We need a new plant. Desperately. My hope is that this will help push more companies (like Entergy) to build rather than to shut down, cut there losses, and run away.
This is a great argument that clearly has a lot of value for getting things done, lets apply it to everything we do as a country:
I don't know what type of backyard you have that you're worried about someone building an entire nuclear waste storage facility in it but you must be one rich motherfucker. Unless of course by backyard you mean some sort of arbitrary distance and if that's the case what exactly is this arbitrary distance and does everyone who has a learned opinion on the storage and handling of nuclear materials have to move within this distance?
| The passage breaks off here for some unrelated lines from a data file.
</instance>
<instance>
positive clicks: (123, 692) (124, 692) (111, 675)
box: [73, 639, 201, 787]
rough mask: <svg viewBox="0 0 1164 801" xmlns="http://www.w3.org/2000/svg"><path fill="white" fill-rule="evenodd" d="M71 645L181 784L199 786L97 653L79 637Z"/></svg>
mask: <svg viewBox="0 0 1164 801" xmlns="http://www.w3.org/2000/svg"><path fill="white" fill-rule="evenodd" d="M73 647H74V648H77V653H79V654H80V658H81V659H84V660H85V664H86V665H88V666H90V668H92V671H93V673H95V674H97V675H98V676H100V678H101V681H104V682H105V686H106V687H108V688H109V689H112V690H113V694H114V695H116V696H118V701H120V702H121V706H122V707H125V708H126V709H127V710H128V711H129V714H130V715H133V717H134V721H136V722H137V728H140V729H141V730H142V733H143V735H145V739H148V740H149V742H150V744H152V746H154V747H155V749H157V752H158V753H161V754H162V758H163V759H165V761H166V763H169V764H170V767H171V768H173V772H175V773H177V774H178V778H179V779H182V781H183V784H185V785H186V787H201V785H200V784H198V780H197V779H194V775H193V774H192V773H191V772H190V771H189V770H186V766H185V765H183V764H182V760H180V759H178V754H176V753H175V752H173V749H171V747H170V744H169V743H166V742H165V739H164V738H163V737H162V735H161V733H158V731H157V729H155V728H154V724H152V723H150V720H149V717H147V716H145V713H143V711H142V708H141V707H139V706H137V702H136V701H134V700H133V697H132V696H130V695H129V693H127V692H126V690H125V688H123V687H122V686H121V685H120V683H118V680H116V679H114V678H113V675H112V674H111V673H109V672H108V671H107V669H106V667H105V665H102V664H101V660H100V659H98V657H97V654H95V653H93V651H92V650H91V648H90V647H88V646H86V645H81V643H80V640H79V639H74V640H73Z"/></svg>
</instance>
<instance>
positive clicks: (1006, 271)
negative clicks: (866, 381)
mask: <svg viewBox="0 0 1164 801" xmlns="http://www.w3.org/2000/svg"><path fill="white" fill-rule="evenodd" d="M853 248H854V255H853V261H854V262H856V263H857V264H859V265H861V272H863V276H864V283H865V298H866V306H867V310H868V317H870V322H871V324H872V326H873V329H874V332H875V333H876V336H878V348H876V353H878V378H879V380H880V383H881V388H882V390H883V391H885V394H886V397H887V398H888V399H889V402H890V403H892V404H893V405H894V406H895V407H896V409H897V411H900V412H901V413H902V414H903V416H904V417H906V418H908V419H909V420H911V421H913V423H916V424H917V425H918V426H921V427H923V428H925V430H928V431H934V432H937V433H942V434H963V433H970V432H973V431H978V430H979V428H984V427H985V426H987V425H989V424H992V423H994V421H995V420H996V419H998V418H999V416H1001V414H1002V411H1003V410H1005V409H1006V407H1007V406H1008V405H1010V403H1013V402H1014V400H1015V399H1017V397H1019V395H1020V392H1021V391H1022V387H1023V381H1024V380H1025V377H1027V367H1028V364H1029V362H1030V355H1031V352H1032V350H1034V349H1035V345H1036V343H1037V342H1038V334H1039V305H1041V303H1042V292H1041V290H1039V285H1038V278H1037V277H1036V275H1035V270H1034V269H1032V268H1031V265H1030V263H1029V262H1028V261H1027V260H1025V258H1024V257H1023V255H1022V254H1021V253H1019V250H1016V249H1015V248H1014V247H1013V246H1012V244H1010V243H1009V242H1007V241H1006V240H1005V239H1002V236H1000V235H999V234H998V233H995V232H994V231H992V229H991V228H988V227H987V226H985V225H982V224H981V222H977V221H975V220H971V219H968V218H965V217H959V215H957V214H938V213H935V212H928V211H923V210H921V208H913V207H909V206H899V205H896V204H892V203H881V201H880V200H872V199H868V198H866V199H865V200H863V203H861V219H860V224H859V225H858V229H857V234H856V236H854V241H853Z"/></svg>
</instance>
Does this include funding for nuclear fusion projects in the US? Or just the current fission reactor based technology? One scientist said there's a 50% chance of fusion becoming a reality 20 years after it gets serious funding. I agree with him
Its my understanding that the bird strike issue NEVER existed and that it was completely fabricated by environmentalist.
No, there were legitimate issues with older windmill designs. They used scaffolding-style towers which encouraged birds to nest, and had much smaller blades with commensurately higher RPMs. Also, they didn't used to do any kind of research into bird migration paths to see if they were putting the farm right in the middle of one.
These issue all came together in Altamont Pass, which you may have heard of since it's pretty much the deadliest windfarm for birds ever (though often the person bringing it up often neglects to mention that fact). Though lets be clear: this deadliest of wind farms killed fewer birds in a year than the office building that would accompany any such power plant, though the deaths were concentrated in raptors so the effect was probably a little greater than an office building.
Now these issues have all been resolved. They now use single-pole towers with rounded tops that make nesting impossible. As you note, the economics themselves dictate using the largest blades possible. And now as a basic step in preparing to build a farm they check ornithological records to see if migrations are a problem.
So yes, there were actual issues that were subsequently resolved.
On a different note, the impression I always got was that the magnitude of the issue was played up by NIMBYs and anti-environmentalists who were finding their previous arguments of "but they're ugly" and "but I'm invested in the status quo" to be unpersuasive. They used the bird thing to try to drag environmentalists along with them, and it worked to an extent, but not for very long.
At the end of the day, unless you want to be eating grass and nuts out of your fecal/grass adobe hut, just ignore the crackpots and those who would ignorantly repeat their crack-pottery.
Well there are crackpots who want us to end up there, and there are crackpots who would have us end up there regardless as an unintentional consequence of trying to avoid it.
And yes, I do tend to ignore them, at least when I can't inform them. For example on the bird issue -- so far I've met very few environmentalists who continue to be anti-wind once they're informed that bird deaths were played up by focusing on one worst-case scenario and that everything has been fixed.